Wow moving to Eva Beach permanently, that is an accomplishment.  Why Eva Beach?  If we did move to Hawaii it would have to be Waikiki or at least Honolulu.  We are too involved with what is going on in Honolulu to need a car to drive to town or to Waikiki, park and worry about drinking and driving for all of our activities.  Walking and The Bus without a car is our lifestyle when we are here and we would want to maintain that lifestyle if we moved here.


----------



## HatTrick (Feb 19, 2013)

danb said:


> 9 weeks to the day to our permanent move to our new home in Eva Beach.
> Not that we're counting.



Is that anywhere near Ewa Beach?


----------



## Maverick1963 (Feb 19, 2013)

I am staying in Mountain View 2BR at Lagoon Tower next month.  Hope I will get refurbished one.


----------



## cnacht (Feb 19, 2013)

I have a reservation for the lagoon tower in late March.  I reserved a 1BR plus.  How do people know what room they going to get or which way they are facing before their trip?  I looked on my reservation and don't see any indication other than that I will be in a 1BR plus.
Thanks,
Chad


----------



## danb (Feb 19, 2013)

*Living in Eva Beach*

We are about to live our dream after many trips to Hawaii. We bought a home at KaMakana at Hoakalei. It is a new community of approx. 900 homes. We fell in love with the area and are looking forward to our move. The area is a short distance from from Disney Aulani and Ko olina. It eventually will be a resort destination and it's walking distance to the beach. Big move for us from the east coast, really a big change getting rid of much of what you have(doesn't pay to move a lot to the islands) and basically starting over. Go to their web site and check it out, really well planned community. 
As far as the HHV I also was a facility's manager in a former life and understand the conditions you encountered. I do notice that as time goes on things do deteriorate, some time ago we had a dehumidifier in the LR due to the moisture issue they had. It is disappointing to see some of the simple stuff not getting cleaned up like grout around the tub. 
My biggest gripe with the lagoon tower was and still is the lack of decent cookware if you want to make a large meal. We made due but I always wondered. 
Enough complaining, 5 weeks and 2 days to retirement and three weeks later our new life in Oahu.


----------



## SmithOp (Feb 19, 2013)

cnacht said:


> I have a reservation for the lagoon tower in late March.  I reserved a 1BR plus.  How do people know what room they going to get or which way they are facing before their trip?  I looked on my reservation and don't see any indication other than that I will be in a 1BR plus.
> Thanks,
> Chad



If you go into that wonderful reservation system and click on the green available rooms you can see a code.  The code correlates to the type of unit, Garden View, Ocean View, Ocean Front, PH.  Based on that, they can tell which room numbers are in that type.  1 BR + should be an Ocean View unit.  If you booked your home season, then you get what you purchased.

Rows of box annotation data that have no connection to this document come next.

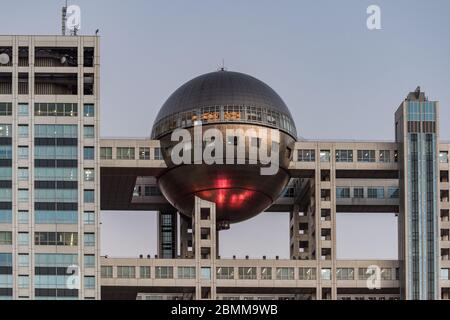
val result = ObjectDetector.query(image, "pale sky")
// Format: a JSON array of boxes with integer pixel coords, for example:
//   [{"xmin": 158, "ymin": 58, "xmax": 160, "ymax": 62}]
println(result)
[{"xmin": 0, "ymin": 0, "xmax": 450, "ymax": 259}]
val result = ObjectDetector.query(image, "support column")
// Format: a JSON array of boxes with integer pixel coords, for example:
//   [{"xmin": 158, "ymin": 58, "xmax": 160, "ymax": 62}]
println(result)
[
  {"xmin": 158, "ymin": 211, "xmax": 178, "ymax": 259},
  {"xmin": 192, "ymin": 197, "xmax": 217, "ymax": 300}
]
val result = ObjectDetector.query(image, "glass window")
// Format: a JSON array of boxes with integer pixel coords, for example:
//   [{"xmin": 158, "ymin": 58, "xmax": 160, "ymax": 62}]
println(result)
[
  {"xmin": 84, "ymin": 276, "xmax": 95, "ymax": 289},
  {"xmin": 336, "ymin": 187, "xmax": 350, "ymax": 198},
  {"xmin": 17, "ymin": 146, "xmax": 29, "ymax": 160},
  {"xmin": 17, "ymin": 168, "xmax": 28, "ymax": 181},
  {"xmin": 353, "ymin": 187, "xmax": 364, "ymax": 199},
  {"xmin": 139, "ymin": 266, "xmax": 151, "ymax": 279},
  {"xmin": 83, "ymin": 104, "xmax": 95, "ymax": 117},
  {"xmin": 276, "ymin": 268, "xmax": 294, "ymax": 280},
  {"xmin": 100, "ymin": 266, "xmax": 113, "ymax": 278},
  {"xmin": 18, "ymin": 275, "xmax": 30, "ymax": 289},
  {"xmin": 84, "ymin": 190, "xmax": 95, "ymax": 203},
  {"xmin": 17, "ymin": 211, "xmax": 29, "ymax": 224},
  {"xmin": 155, "ymin": 266, "xmax": 173, "ymax": 279},
  {"xmin": 200, "ymin": 267, "xmax": 211, "ymax": 280},
  {"xmin": 84, "ymin": 254, "xmax": 95, "ymax": 268},
  {"xmin": 216, "ymin": 267, "xmax": 234, "ymax": 280},
  {"xmin": 321, "ymin": 268, "xmax": 331, "ymax": 280},
  {"xmin": 178, "ymin": 267, "xmax": 195, "ymax": 279},
  {"xmin": 83, "ymin": 126, "xmax": 95, "ymax": 138},
  {"xmin": 100, "ymin": 147, "xmax": 112, "ymax": 159},
  {"xmin": 298, "ymin": 268, "xmax": 316, "ymax": 280},
  {"xmin": 84, "ymin": 169, "xmax": 94, "ymax": 181},
  {"xmin": 18, "ymin": 253, "xmax": 30, "ymax": 267},
  {"xmin": 0, "ymin": 231, "xmax": 12, "ymax": 245},
  {"xmin": 320, "ymin": 150, "xmax": 331, "ymax": 162},
  {"xmin": 298, "ymin": 149, "xmax": 316, "ymax": 162},
  {"xmin": 84, "ymin": 147, "xmax": 95, "ymax": 160},
  {"xmin": 358, "ymin": 150, "xmax": 375, "ymax": 162},
  {"xmin": 17, "ymin": 103, "xmax": 28, "ymax": 116},
  {"xmin": 367, "ymin": 187, "xmax": 384, "ymax": 199},
  {"xmin": 139, "ymin": 147, "xmax": 150, "ymax": 160},
  {"xmin": 441, "ymin": 268, "xmax": 450, "ymax": 280},
  {"xmin": 17, "ymin": 232, "xmax": 30, "ymax": 246},
  {"xmin": 83, "ymin": 211, "xmax": 95, "ymax": 224},
  {"xmin": 439, "ymin": 151, "xmax": 448, "ymax": 163},
  {"xmin": 336, "ymin": 150, "xmax": 353, "ymax": 162},
  {"xmin": 380, "ymin": 150, "xmax": 391, "ymax": 163},
  {"xmin": 18, "ymin": 189, "xmax": 28, "ymax": 202},
  {"xmin": 261, "ymin": 267, "xmax": 272, "ymax": 280},
  {"xmin": 154, "ymin": 148, "xmax": 163, "ymax": 160},
  {"xmin": 387, "ymin": 187, "xmax": 400, "ymax": 199},
  {"xmin": 238, "ymin": 267, "xmax": 256, "ymax": 280},
  {"xmin": 17, "ymin": 124, "xmax": 28, "ymax": 138},
  {"xmin": 336, "ymin": 268, "xmax": 355, "ymax": 280},
  {"xmin": 116, "ymin": 147, "xmax": 134, "ymax": 160},
  {"xmin": 84, "ymin": 233, "xmax": 95, "ymax": 247}
]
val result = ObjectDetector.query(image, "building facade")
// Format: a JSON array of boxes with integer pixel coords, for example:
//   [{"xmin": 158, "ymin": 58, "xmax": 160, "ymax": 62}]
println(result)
[{"xmin": 0, "ymin": 36, "xmax": 450, "ymax": 300}]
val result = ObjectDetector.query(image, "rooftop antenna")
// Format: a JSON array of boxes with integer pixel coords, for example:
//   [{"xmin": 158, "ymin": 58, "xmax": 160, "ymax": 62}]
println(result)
[{"xmin": 61, "ymin": 0, "xmax": 67, "ymax": 36}]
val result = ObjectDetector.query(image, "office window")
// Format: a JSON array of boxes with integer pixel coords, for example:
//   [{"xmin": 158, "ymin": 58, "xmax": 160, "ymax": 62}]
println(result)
[
  {"xmin": 17, "ymin": 146, "xmax": 29, "ymax": 160},
  {"xmin": 298, "ymin": 149, "xmax": 316, "ymax": 162},
  {"xmin": 238, "ymin": 267, "xmax": 256, "ymax": 280},
  {"xmin": 336, "ymin": 150, "xmax": 353, "ymax": 162},
  {"xmin": 83, "ymin": 125, "xmax": 95, "ymax": 138},
  {"xmin": 84, "ymin": 190, "xmax": 95, "ymax": 203},
  {"xmin": 17, "ymin": 232, "xmax": 30, "ymax": 246},
  {"xmin": 100, "ymin": 266, "xmax": 113, "ymax": 278},
  {"xmin": 83, "ymin": 147, "xmax": 95, "ymax": 160},
  {"xmin": 321, "ymin": 268, "xmax": 331, "ymax": 280},
  {"xmin": 358, "ymin": 150, "xmax": 375, "ymax": 162},
  {"xmin": 17, "ymin": 211, "xmax": 29, "ymax": 224},
  {"xmin": 116, "ymin": 147, "xmax": 134, "ymax": 160},
  {"xmin": 83, "ymin": 211, "xmax": 95, "ymax": 224},
  {"xmin": 178, "ymin": 267, "xmax": 195, "ymax": 279},
  {"xmin": 84, "ymin": 276, "xmax": 95, "ymax": 289},
  {"xmin": 379, "ymin": 150, "xmax": 391, "ymax": 163},
  {"xmin": 139, "ymin": 147, "xmax": 150, "ymax": 160},
  {"xmin": 387, "ymin": 187, "xmax": 400, "ymax": 199},
  {"xmin": 17, "ymin": 103, "xmax": 28, "ymax": 116},
  {"xmin": 381, "ymin": 268, "xmax": 392, "ymax": 280},
  {"xmin": 353, "ymin": 187, "xmax": 364, "ymax": 199},
  {"xmin": 154, "ymin": 148, "xmax": 163, "ymax": 160},
  {"xmin": 83, "ymin": 104, "xmax": 95, "ymax": 117},
  {"xmin": 84, "ymin": 254, "xmax": 95, "ymax": 268},
  {"xmin": 439, "ymin": 151, "xmax": 448, "ymax": 163},
  {"xmin": 18, "ymin": 275, "xmax": 30, "ymax": 289},
  {"xmin": 276, "ymin": 268, "xmax": 294, "ymax": 280},
  {"xmin": 0, "ymin": 231, "xmax": 12, "ymax": 245},
  {"xmin": 0, "ymin": 102, "xmax": 12, "ymax": 116},
  {"xmin": 367, "ymin": 187, "xmax": 384, "ymax": 199},
  {"xmin": 100, "ymin": 147, "xmax": 112, "ymax": 159},
  {"xmin": 298, "ymin": 268, "xmax": 316, "ymax": 280},
  {"xmin": 18, "ymin": 189, "xmax": 28, "ymax": 202},
  {"xmin": 200, "ymin": 267, "xmax": 211, "ymax": 280},
  {"xmin": 155, "ymin": 266, "xmax": 173, "ymax": 279},
  {"xmin": 139, "ymin": 266, "xmax": 151, "ymax": 279},
  {"xmin": 17, "ymin": 168, "xmax": 28, "ymax": 181},
  {"xmin": 84, "ymin": 169, "xmax": 94, "ymax": 181},
  {"xmin": 336, "ymin": 187, "xmax": 350, "ymax": 199},
  {"xmin": 441, "ymin": 268, "xmax": 450, "ymax": 280},
  {"xmin": 17, "ymin": 124, "xmax": 28, "ymax": 138},
  {"xmin": 18, "ymin": 253, "xmax": 30, "ymax": 267},
  {"xmin": 336, "ymin": 268, "xmax": 355, "ymax": 280},
  {"xmin": 216, "ymin": 267, "xmax": 234, "ymax": 280},
  {"xmin": 84, "ymin": 233, "xmax": 95, "ymax": 247},
  {"xmin": 261, "ymin": 267, "xmax": 272, "ymax": 280},
  {"xmin": 320, "ymin": 150, "xmax": 331, "ymax": 162}
]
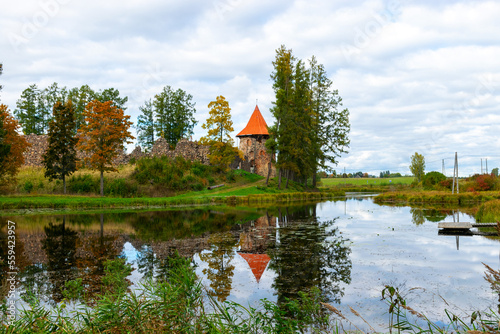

This thread has a lot of info.
http://www.tugbbs.com/forums/showthread.php?t=95233


----------



## pal (Feb 20, 2013)

*Horrible Unit*

It was Unit 569.  The 6th Fl was being renovated ... so there were no units to exhcange to.  I went to the front desk and was informed there was no other units.

In all the years I've been there, I have never had any unit like this.  But worse was the general manager's nonchalance that we completed our vacation!  What do you mean?  Where was I going to go when I have spent $1,500 in air?  Go Home?  NO WAY.


----------



## danb (Feb 21, 2013)

*Is that anywhere near Ewa beach.*

Sorry, my Haole showing!


----------